House Bill 125, passed Thursday night on the last day of the 2017 legislative session, caps the sales tax on yacht repair work after the first $500,000 is spent. The bill is similar in scope to legislation passed in Florida in 2015 that capped the sales tax for repairs on a yacht at $60,000. New York also passed a law that same year capping sales taxes on yachts in an effort to compete with Florida.
A Senate amendment added a seven-year sunset clause to the bill.
Rob Demere, president and CEO of Colonial, has said he would not go forward with the Savannah Yacht Center project without the bill, adding that it would be too difficult to attract business with Florida’s tax advantages. With the legislation in place, Colonial is prepared to invest some $50 million in the facility.
“Georgia is poised to become a significant force in the yacht repair and refit industry currently dominated by Florida,” he said. “Savannah Yacht Center’s facilities will be second to none on the East Coast.”
One study, commissioned by Colonial Group, indicates that when the new facility is fully functioning, it could have an annual economic impact of $144 million for Chatham County alone.
Colonial Group acquired the former Intermarine USA shipyard in 2010, paying $10 million for the property in a bankruptcy sale. The facility boasts one of the largest graving docks in the Southeast. A graving dock is essentially a narrow basin that can be flooded to float ships, then drained to allow the ship to rest on a dry platform. It is used primarily to make the vessel accessible for construction, maintenance and repair work.
The SYC graving dock can accommodate mega-yachts as large as 450-feet long.

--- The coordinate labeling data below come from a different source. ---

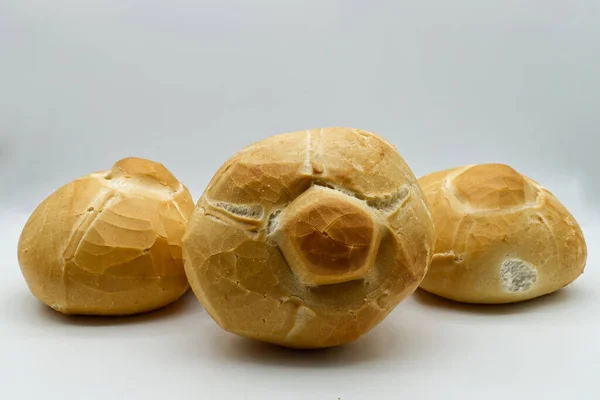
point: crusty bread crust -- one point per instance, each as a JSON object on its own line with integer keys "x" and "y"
{"x": 500, "y": 236}
{"x": 308, "y": 239}
{"x": 109, "y": 243}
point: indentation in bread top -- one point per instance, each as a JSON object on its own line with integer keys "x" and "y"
{"x": 493, "y": 187}
{"x": 500, "y": 236}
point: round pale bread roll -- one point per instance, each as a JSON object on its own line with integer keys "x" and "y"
{"x": 500, "y": 236}
{"x": 308, "y": 239}
{"x": 109, "y": 243}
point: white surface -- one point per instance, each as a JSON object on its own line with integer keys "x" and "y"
{"x": 188, "y": 83}
{"x": 427, "y": 348}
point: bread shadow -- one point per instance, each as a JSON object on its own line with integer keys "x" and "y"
{"x": 184, "y": 305}
{"x": 384, "y": 342}
{"x": 562, "y": 296}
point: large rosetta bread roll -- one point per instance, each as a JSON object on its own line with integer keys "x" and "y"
{"x": 500, "y": 236}
{"x": 109, "y": 243}
{"x": 308, "y": 239}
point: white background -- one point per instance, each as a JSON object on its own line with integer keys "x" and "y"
{"x": 188, "y": 83}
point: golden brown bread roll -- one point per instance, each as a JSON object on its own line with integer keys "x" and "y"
{"x": 109, "y": 243}
{"x": 308, "y": 239}
{"x": 500, "y": 236}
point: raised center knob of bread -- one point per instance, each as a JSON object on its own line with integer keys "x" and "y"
{"x": 328, "y": 236}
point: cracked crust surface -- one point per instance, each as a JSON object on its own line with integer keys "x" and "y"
{"x": 500, "y": 236}
{"x": 109, "y": 243}
{"x": 324, "y": 203}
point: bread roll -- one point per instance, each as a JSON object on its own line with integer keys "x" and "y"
{"x": 109, "y": 243}
{"x": 500, "y": 236}
{"x": 308, "y": 239}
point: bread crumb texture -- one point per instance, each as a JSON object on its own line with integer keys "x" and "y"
{"x": 500, "y": 236}
{"x": 308, "y": 239}
{"x": 109, "y": 243}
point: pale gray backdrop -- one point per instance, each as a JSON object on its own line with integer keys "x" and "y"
{"x": 188, "y": 83}
{"x": 84, "y": 83}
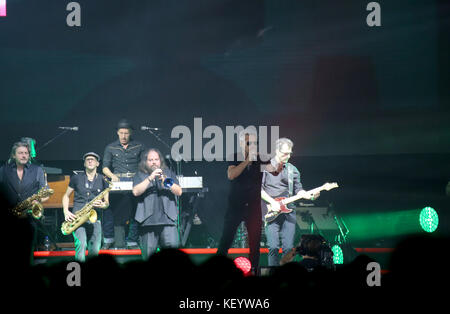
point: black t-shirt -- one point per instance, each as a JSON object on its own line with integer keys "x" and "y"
{"x": 86, "y": 190}
{"x": 157, "y": 205}
{"x": 247, "y": 186}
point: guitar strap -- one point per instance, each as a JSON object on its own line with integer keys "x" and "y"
{"x": 290, "y": 169}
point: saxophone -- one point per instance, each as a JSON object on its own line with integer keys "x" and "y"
{"x": 27, "y": 206}
{"x": 87, "y": 212}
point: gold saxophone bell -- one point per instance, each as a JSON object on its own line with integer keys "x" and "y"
{"x": 93, "y": 216}
{"x": 37, "y": 210}
{"x": 168, "y": 182}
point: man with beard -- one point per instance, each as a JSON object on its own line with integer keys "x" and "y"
{"x": 19, "y": 179}
{"x": 156, "y": 188}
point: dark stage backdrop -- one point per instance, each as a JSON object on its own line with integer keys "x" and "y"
{"x": 333, "y": 84}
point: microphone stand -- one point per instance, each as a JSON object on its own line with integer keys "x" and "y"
{"x": 51, "y": 140}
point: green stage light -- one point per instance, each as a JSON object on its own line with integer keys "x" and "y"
{"x": 338, "y": 255}
{"x": 429, "y": 219}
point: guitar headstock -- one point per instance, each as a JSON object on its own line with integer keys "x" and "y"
{"x": 329, "y": 186}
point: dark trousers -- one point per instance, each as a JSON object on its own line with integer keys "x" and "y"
{"x": 152, "y": 236}
{"x": 248, "y": 211}
{"x": 281, "y": 229}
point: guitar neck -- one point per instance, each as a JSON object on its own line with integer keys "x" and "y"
{"x": 297, "y": 197}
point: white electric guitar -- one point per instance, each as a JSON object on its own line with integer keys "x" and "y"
{"x": 283, "y": 201}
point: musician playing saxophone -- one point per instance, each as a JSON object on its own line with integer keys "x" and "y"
{"x": 20, "y": 179}
{"x": 283, "y": 182}
{"x": 87, "y": 186}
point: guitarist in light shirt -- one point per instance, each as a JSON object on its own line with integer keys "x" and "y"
{"x": 276, "y": 184}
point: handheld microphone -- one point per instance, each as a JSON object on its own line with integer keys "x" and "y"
{"x": 144, "y": 128}
{"x": 73, "y": 128}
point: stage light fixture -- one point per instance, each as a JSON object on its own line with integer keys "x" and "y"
{"x": 243, "y": 264}
{"x": 429, "y": 219}
{"x": 338, "y": 255}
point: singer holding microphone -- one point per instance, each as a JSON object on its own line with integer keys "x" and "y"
{"x": 120, "y": 163}
{"x": 156, "y": 188}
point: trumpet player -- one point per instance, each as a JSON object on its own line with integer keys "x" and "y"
{"x": 87, "y": 186}
{"x": 156, "y": 188}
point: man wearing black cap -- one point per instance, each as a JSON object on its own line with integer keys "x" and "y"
{"x": 120, "y": 163}
{"x": 87, "y": 186}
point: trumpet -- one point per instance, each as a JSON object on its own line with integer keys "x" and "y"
{"x": 165, "y": 181}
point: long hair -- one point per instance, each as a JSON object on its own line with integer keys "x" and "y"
{"x": 16, "y": 145}
{"x": 143, "y": 162}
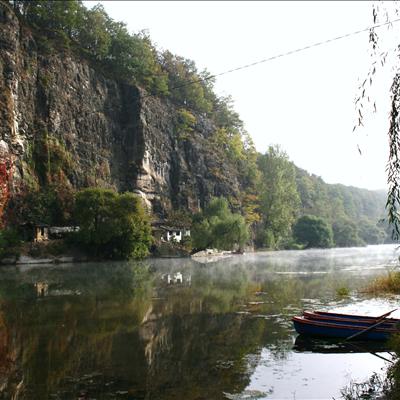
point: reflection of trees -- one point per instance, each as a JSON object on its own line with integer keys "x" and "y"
{"x": 119, "y": 327}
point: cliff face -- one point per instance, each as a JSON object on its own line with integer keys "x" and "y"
{"x": 61, "y": 119}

”By passing HB 125, the Georgia General Assembly has shown it cares about creating good-paying jobs for Georgians,” Demere said Friday. “We appreciate our local delegation’s hard work in support of its passage as well as so many in leadership that shared our vision for opening Georgia’s doors to an entirely new industry.”

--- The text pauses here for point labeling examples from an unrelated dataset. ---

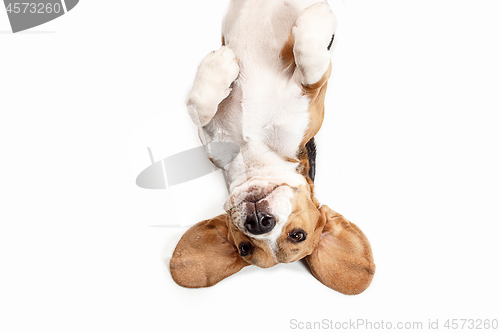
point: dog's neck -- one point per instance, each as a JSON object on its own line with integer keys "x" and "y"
{"x": 257, "y": 161}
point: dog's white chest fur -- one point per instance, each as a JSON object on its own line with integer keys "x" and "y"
{"x": 272, "y": 111}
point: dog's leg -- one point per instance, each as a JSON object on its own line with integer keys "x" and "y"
{"x": 212, "y": 85}
{"x": 313, "y": 36}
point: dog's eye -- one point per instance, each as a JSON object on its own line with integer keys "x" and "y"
{"x": 245, "y": 249}
{"x": 297, "y": 235}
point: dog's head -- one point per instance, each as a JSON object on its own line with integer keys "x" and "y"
{"x": 269, "y": 223}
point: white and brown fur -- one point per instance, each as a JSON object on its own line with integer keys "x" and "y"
{"x": 264, "y": 90}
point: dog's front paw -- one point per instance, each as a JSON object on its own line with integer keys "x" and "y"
{"x": 212, "y": 84}
{"x": 313, "y": 35}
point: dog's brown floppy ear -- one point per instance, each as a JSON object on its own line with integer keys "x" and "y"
{"x": 204, "y": 255}
{"x": 343, "y": 258}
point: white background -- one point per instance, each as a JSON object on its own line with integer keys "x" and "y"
{"x": 409, "y": 151}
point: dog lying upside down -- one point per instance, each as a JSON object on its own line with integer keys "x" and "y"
{"x": 264, "y": 91}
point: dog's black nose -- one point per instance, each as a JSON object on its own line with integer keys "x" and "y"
{"x": 259, "y": 223}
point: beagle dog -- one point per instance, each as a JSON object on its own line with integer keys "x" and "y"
{"x": 263, "y": 91}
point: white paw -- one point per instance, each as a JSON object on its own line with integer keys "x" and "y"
{"x": 212, "y": 84}
{"x": 313, "y": 33}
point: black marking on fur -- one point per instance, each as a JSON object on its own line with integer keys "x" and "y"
{"x": 331, "y": 42}
{"x": 311, "y": 155}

Trip Tollison, president and CEO of the Savannah Economic Development Authority, agreed.
“The Savannah Economic Development Authority is excited that the state passed this measure that will allow Georgia and especially the coastal communities to be competitive as we pursue marine vessel manufacturing and repair work,” he said.

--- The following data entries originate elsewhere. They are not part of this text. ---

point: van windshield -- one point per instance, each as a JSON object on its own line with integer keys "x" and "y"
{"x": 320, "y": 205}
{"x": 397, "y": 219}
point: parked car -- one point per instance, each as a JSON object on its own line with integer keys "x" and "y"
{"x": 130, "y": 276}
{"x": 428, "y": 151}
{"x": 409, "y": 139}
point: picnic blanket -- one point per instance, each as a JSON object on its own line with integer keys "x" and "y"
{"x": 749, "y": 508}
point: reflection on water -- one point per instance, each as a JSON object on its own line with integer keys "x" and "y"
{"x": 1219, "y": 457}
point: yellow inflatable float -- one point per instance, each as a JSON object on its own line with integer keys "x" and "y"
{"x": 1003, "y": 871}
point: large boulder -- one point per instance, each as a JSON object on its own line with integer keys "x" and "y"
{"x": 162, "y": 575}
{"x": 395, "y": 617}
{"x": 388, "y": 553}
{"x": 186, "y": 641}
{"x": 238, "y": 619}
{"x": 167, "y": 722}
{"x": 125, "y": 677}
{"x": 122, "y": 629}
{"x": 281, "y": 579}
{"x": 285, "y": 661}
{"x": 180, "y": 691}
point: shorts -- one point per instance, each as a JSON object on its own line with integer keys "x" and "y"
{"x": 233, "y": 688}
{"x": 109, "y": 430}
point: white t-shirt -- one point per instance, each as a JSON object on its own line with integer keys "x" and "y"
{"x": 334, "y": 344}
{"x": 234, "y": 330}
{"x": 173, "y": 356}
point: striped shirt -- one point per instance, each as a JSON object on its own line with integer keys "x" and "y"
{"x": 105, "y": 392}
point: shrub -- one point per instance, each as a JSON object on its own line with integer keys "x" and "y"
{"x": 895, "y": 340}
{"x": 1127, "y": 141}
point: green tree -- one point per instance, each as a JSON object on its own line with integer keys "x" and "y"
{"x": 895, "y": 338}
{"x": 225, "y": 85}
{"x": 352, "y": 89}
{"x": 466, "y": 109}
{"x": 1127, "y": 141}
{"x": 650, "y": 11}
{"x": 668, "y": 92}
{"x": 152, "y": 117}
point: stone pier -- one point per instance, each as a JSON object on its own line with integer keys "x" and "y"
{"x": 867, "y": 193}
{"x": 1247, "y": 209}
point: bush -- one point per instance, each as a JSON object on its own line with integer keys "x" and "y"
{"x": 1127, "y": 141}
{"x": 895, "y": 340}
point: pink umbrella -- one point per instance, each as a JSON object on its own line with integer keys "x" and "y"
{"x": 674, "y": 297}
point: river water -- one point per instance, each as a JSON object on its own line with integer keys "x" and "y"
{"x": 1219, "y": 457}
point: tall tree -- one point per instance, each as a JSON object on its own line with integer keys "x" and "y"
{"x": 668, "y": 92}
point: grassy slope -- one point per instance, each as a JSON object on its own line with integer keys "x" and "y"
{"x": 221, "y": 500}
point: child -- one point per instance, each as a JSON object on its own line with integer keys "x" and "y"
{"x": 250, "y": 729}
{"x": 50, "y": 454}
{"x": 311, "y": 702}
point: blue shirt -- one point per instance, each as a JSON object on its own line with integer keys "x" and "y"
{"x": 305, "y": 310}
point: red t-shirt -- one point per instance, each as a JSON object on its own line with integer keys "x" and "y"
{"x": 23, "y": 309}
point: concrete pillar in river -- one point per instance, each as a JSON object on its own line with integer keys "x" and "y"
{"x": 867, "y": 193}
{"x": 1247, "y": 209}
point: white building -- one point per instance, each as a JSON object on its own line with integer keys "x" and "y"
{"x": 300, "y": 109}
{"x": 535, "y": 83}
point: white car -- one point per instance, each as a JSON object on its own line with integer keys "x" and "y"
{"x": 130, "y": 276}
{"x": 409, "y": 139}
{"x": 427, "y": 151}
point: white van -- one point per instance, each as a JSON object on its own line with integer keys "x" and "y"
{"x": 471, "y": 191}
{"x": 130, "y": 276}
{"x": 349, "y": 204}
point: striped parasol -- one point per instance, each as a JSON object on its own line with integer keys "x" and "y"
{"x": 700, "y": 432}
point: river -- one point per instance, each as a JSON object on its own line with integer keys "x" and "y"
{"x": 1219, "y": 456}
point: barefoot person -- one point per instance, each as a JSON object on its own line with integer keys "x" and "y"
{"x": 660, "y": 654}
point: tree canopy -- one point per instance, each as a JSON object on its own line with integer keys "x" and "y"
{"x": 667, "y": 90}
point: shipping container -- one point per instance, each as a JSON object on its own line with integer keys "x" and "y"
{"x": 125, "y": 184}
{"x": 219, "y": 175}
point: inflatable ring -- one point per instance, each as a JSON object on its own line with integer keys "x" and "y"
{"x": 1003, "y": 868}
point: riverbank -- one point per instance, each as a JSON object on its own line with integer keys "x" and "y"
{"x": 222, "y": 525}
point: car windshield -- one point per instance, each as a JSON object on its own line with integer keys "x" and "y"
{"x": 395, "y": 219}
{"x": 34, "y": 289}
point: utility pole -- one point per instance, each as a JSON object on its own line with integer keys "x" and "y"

“Now our companies can continue with their plans to hire new employees and invest capital so the work will come to our region.”
Despite the Senate-added sunset provision, which means the cap will expire in 2025, Demere said he is ready to begin letting construction contracts once the bill is signed by the governor.
“HB 125 underpins Georgia’s ability to compete in this industry, so the sunset provision would give anyone pause when making a $50 million commitment,” he said. “Still, we’re confident once we’ve delivered on the promised jobs and economic activity, the Assembly will support the elimination of the sunset provision to ensure the industry’s continued viability in Georgia.
“Otherwise, the jobs and associated economic activity will all move back to Florida.”